Correlation Between Merck and Anheuser Busch
Can any of the company-specific risk be diversified away by investing in both Merck and Anheuser Busch at the same time? Although using a correlation coefficient on its own may not help to predict future stock returns, this module helps to understand the diversifiable risk of combining Merck and Anheuser Busch into the same portfolio, which is an essential part of the fundamental portfolio management process.
By analyzing existing cross correlation between Merck Company and Anheuser Busch InBev SANV, you can compare the effects of market volatilities on Merck and Anheuser Busch and check how they will diversify away market risk if combined in the same portfolio for a given time horizon. You can also utilize pair trading strategies of matching a long position in Merck with a short position of Anheuser Busch. Check out your portfolio center. Please also check ongoing floating volatility patterns of Merck and Anheuser Busch.

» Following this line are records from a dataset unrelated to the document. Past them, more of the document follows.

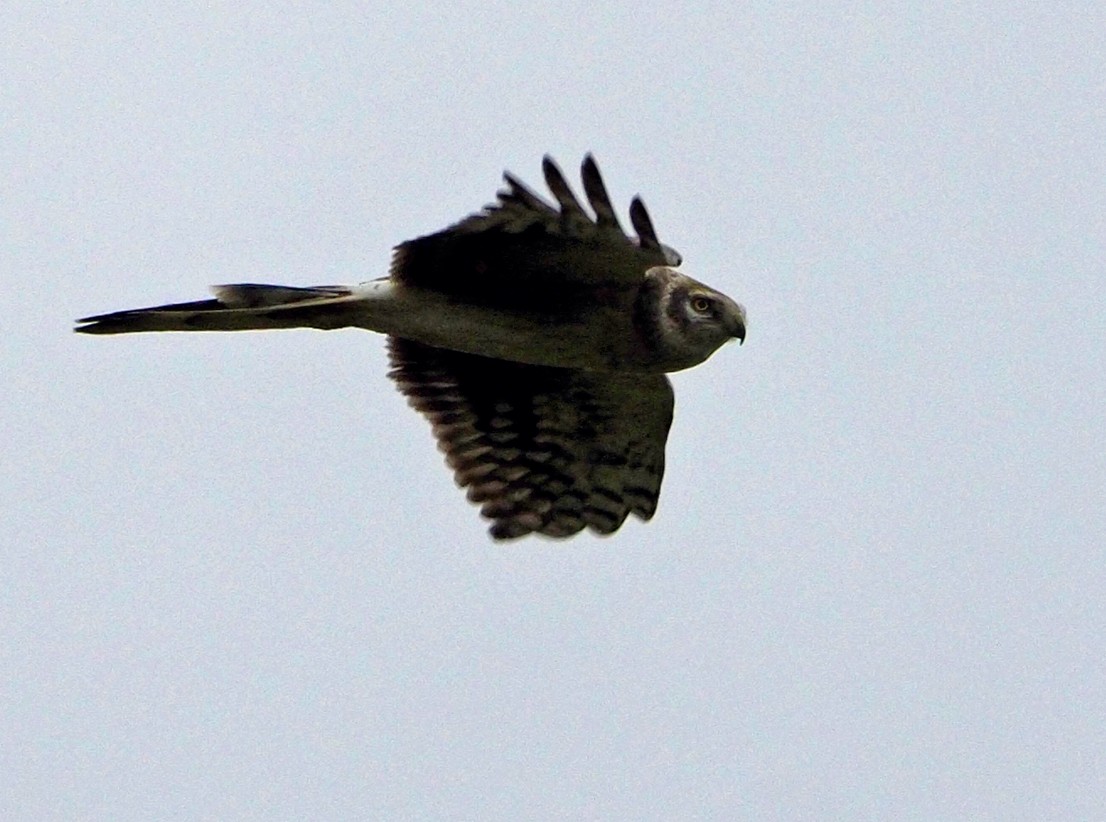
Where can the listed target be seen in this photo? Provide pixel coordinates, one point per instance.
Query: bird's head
(685, 320)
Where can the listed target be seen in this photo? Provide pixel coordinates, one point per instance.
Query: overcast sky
(238, 581)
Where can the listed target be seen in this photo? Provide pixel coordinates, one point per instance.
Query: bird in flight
(533, 336)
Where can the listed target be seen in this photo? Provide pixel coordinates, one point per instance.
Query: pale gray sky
(238, 581)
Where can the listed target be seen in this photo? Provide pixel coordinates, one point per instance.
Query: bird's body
(533, 337)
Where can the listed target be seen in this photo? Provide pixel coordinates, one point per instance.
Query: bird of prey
(533, 336)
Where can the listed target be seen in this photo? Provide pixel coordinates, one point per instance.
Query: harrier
(533, 336)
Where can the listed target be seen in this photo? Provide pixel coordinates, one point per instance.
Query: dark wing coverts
(545, 450)
(523, 248)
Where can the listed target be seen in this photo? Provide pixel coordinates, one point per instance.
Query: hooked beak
(737, 324)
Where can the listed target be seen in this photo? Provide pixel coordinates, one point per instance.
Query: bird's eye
(701, 304)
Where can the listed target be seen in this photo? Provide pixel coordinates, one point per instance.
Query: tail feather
(240, 307)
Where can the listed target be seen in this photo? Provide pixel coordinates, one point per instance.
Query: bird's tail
(242, 307)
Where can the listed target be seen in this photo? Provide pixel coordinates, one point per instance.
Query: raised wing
(542, 450)
(523, 248)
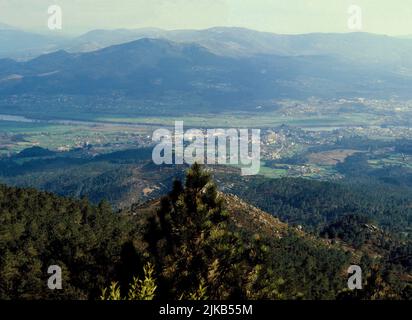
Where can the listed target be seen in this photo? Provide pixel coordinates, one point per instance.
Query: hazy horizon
(292, 17)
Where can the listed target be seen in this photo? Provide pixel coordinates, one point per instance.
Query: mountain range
(218, 67)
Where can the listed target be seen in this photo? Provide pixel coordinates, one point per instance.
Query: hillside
(191, 74)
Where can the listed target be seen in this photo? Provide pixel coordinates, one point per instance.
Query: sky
(392, 17)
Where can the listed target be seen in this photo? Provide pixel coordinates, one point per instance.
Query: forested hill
(201, 244)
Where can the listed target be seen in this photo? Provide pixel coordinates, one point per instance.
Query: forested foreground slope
(201, 244)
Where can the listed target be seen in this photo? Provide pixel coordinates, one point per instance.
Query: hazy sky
(392, 17)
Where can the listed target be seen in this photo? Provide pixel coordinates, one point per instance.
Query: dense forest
(187, 245)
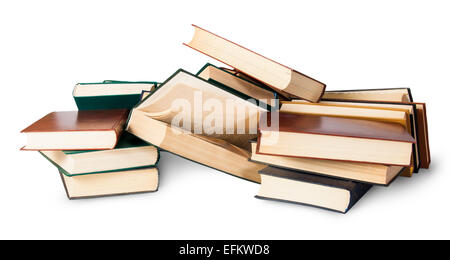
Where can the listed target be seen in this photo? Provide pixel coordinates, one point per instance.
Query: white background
(48, 46)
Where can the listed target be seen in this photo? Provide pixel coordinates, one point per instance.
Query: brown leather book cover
(338, 126)
(87, 120)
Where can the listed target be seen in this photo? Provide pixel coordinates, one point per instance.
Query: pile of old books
(258, 120)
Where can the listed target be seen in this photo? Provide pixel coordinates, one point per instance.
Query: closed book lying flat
(376, 174)
(129, 153)
(153, 121)
(282, 79)
(403, 114)
(418, 119)
(335, 138)
(110, 94)
(76, 130)
(111, 183)
(391, 97)
(307, 189)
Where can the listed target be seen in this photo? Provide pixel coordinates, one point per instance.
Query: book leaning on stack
(256, 119)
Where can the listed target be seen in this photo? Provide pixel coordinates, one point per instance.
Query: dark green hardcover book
(110, 94)
(129, 153)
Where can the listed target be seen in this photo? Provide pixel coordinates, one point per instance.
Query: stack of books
(257, 120)
(89, 147)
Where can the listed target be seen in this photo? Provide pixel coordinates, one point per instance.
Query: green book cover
(127, 140)
(127, 101)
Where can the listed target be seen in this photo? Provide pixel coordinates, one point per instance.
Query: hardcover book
(225, 150)
(403, 115)
(111, 183)
(386, 94)
(110, 94)
(376, 174)
(334, 138)
(284, 80)
(76, 130)
(307, 189)
(129, 153)
(221, 77)
(419, 124)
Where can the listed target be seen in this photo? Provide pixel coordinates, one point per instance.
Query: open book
(205, 123)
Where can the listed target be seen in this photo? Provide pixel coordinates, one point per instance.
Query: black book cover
(357, 190)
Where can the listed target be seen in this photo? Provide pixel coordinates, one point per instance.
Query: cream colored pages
(193, 147)
(201, 108)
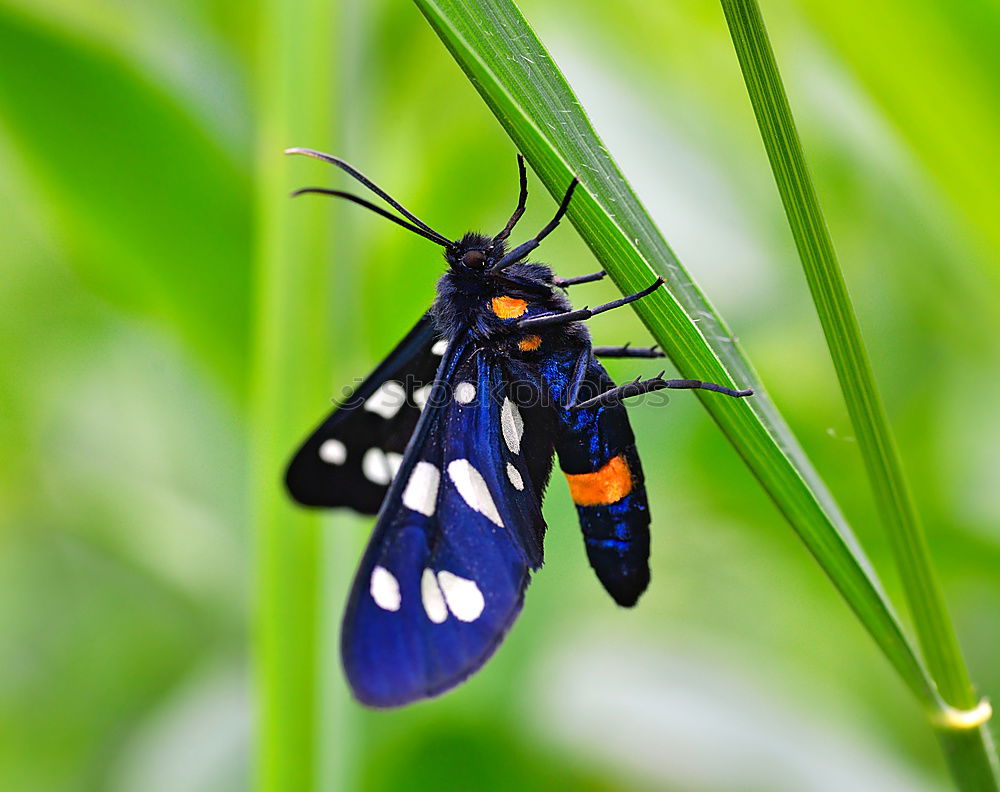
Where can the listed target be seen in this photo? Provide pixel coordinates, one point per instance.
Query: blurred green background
(142, 360)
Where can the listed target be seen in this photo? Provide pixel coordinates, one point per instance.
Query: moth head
(473, 253)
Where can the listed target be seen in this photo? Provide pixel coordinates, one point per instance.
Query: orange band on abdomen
(509, 307)
(608, 485)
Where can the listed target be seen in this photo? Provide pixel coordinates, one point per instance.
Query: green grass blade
(151, 207)
(857, 380)
(514, 74)
(292, 338)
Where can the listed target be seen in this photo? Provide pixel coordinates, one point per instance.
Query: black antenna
(377, 209)
(356, 174)
(521, 202)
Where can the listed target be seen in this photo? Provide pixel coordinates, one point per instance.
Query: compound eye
(475, 259)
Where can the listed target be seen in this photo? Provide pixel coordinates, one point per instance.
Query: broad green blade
(517, 78)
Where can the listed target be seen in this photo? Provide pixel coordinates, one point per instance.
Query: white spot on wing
(473, 489)
(387, 400)
(515, 477)
(463, 596)
(379, 467)
(512, 425)
(465, 392)
(421, 490)
(384, 589)
(433, 599)
(333, 452)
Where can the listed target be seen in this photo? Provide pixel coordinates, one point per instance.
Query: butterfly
(450, 441)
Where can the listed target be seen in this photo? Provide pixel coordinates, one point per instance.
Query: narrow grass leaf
(857, 380)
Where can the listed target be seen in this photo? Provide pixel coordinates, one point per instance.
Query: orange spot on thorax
(509, 307)
(608, 485)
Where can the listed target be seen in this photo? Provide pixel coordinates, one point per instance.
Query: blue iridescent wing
(444, 574)
(351, 457)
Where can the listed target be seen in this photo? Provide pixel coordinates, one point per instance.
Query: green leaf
(517, 78)
(975, 769)
(155, 212)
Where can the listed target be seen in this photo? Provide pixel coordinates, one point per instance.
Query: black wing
(353, 455)
(444, 574)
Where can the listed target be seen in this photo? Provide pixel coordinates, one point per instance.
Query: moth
(450, 441)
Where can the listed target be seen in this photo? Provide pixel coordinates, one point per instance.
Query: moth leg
(629, 351)
(637, 387)
(522, 201)
(562, 283)
(585, 313)
(525, 248)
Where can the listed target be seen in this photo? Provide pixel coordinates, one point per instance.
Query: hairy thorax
(488, 308)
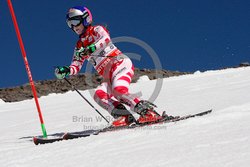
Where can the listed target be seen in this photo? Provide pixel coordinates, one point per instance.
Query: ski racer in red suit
(95, 45)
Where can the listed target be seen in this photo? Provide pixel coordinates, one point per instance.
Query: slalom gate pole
(85, 99)
(27, 66)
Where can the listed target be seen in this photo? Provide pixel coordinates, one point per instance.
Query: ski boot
(147, 113)
(122, 116)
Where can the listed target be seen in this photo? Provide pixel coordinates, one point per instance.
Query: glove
(81, 52)
(91, 48)
(62, 72)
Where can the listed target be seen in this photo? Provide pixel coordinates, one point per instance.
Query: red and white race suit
(115, 67)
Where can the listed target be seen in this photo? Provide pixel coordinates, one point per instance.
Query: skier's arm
(76, 63)
(102, 40)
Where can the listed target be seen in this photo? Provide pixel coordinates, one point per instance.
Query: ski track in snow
(219, 139)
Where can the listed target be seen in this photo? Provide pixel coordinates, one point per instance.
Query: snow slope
(219, 139)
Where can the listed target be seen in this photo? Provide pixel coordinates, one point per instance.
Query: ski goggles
(74, 21)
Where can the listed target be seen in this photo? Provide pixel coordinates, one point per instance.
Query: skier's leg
(105, 99)
(121, 77)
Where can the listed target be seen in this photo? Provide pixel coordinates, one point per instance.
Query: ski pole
(19, 37)
(85, 99)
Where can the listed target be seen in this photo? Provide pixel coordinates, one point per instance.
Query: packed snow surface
(220, 139)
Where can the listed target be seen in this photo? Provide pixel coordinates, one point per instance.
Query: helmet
(79, 15)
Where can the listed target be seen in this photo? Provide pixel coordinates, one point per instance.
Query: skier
(117, 70)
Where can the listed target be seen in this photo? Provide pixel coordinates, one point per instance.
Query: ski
(40, 140)
(73, 135)
(165, 119)
(86, 133)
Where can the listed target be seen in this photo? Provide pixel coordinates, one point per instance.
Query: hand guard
(62, 72)
(80, 53)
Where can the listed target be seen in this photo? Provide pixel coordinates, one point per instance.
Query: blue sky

Diversification Opportunities for Merck and Anheuser Busch
0.6 | Correlation Coefficient |
Poor diversification
The 3 months correlation between Merck and Anheuser is 0.6. Overlapping area represents the amount of risk that can be diversified away by holding Merck Company and Anheuser Busch InBev SANV in the same portfolio, assuming nothing else is changed. The correlation between historical prices or returns on Anheuser Busch InBev and Merck is a relative statistical measure of the degree to which these equity instruments tend to move together. The correlation coefficient measures the extent to which returns on Merck Company are associated (or correlated) with Anheuser Busch. Values of the correlation coefficient range from -1 to +1, where. The correlation of zero (0) is possible when the price movement of Anheuser Busch InBev has no effect on the direction of Merck i.e., Merck and Anheuser Busch go up and down completely randomly.
Pair Corralation between Merck and Anheuser Busch
Assuming the 90 days trading horizon Merck Company is expected to generate 0.83 times more return on investment than Anheuser Busch. However, Merck Company is 1.21 times less risky than Anheuser Busch. It trades about -0.12 of its potential returns per unit of risk. Anheuser Busch InBev SANV is currently generating about -0.13 per unit of risk. If you would invest 10,560 in Merck Company on September 15, 2024 and sell it today you would lose (940.00) from holding Merck Company or give up 8.9% of portfolio value over 90 days.
Time Period | 3 Months [change] |
Direction | Moves Together |
Strength | Significant |
Accuracy | 98.48% |
Values | Daily Returns |
Merck Company vs. Anheuser Busch InBev SANV
Performance |
Timeline |
Merck Company |
Anheuser Busch InBev |
Merck and Anheuser Busch Volatility Contrast
Predicted Return Density |
Returns |
Pair Trading with Merck and Anheuser Busch
The main advantage of trading using opposite Merck and Anheuser Busch positions is that it hedges away some unsystematic risk. Because of two separate transactions, even if Merck position performs unexpectedly, Anheuser Busch can make up some of the losses. Pair trading also minimizes risk from directional movements in the market. For example, if an entire industry or sector drops because of unexpected headlines, the short position in Anheuser Busch will offset losses from the drop in Anheuser Busch's long position.Merck vs. Vienna Insurance Group | Merck vs. AMAG Austria Metall | Merck vs. Addiko Bank AG | Merck vs. Oberbank AG |
Anheuser Busch vs. RATH Aktiengesellschaft | Anheuser Busch vs. Semperit Aktiengesellschaft Holding | Anheuser Busch vs. Telekom Austria AG | Anheuser Busch vs. Oesterr Post AG |
Check out your portfolio center.Note that this page's information should be used as a complementary analysis to find the right mix of equity instruments to add to your existing portfolios or create a brand new portfolio. You can also try the Portfolio Diagnostics module to use generated alerts and portfolio events aggregator to diagnose current holdings.